Cheap labor is how China has paid off the West and made itself indispensable to the market. It's unequal exchange.
lol this is why the West was genuinely afraid of Mao but not anymore since China has opened up.
Mao used to casually taunt the US to drop their atomic bombs on China and see who lasts longer. He would constantly talk about China engaging in a “10,000 years” long war (lol!) with the Western imperialists even until the end of the world.
These days the US just crosses red lines after red lines because they know that their opponents have no appetite to truly fight back and risk a nuclear war.
You aren't wrong, but on the other hand we haven't had a nuclear war either. That counts for something.
Although now we're zooming to a climate catastrophe that will make Earth just as uninhabitable so lol
The thing is they can keep crossing whatever red lines they want, it doesn't change the equation that it is the U.S. is fundamentally in a reactionary position to China's economy. While the financial and government elements think they have the tiger by the tail, whatever shenanigans they pull ultimately hurt the U.S. domestically far more.
When we, in American industry, lose access to Chinese inputs, we are the ones who are scrambling to fill those inputs, with suppliers that fundamentally don't exist (a.k.a. are three to four years out in manufacturing at volume, which is an eternity in business), but we still have to compete internationally with companies that do have access to Chinese inputs. Some people are conning a free lunch from China, but most people in this country are not. If anything they are in a tighter spot because China is the one paying for their lunch and if they do not, then they will starve, and everyone in manufacturing that knows anything knows that.

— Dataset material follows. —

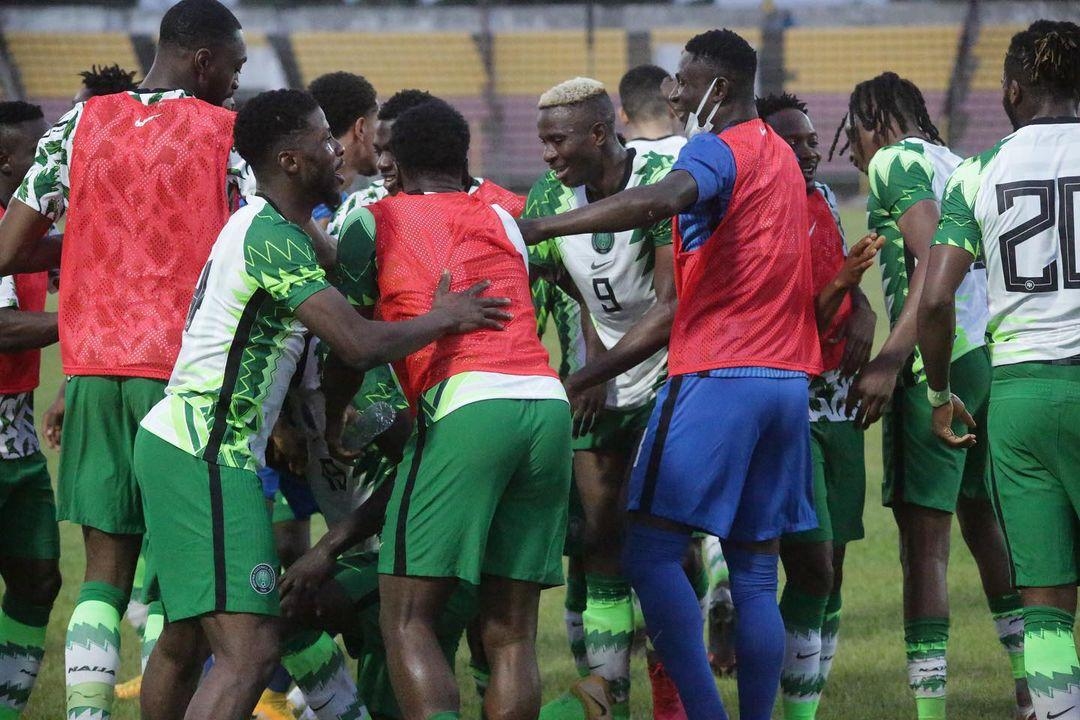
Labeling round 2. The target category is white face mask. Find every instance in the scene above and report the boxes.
[683,78,720,140]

If the U.S. wants to compete with China at all, it will have to fundamentally change it's domestic industrial policies, and actually organize production to combat these inevitable shortages, something that it ideologically will not, and honestly at this point does not have the ability to do. Perhaps China does not want to press the 'socialism' button, but honestly, if I were them, I would wait for the U.S. to drive itself into a wall attempting to compete with something it fundamentally cannot. Let them be the ones to pull the trigger.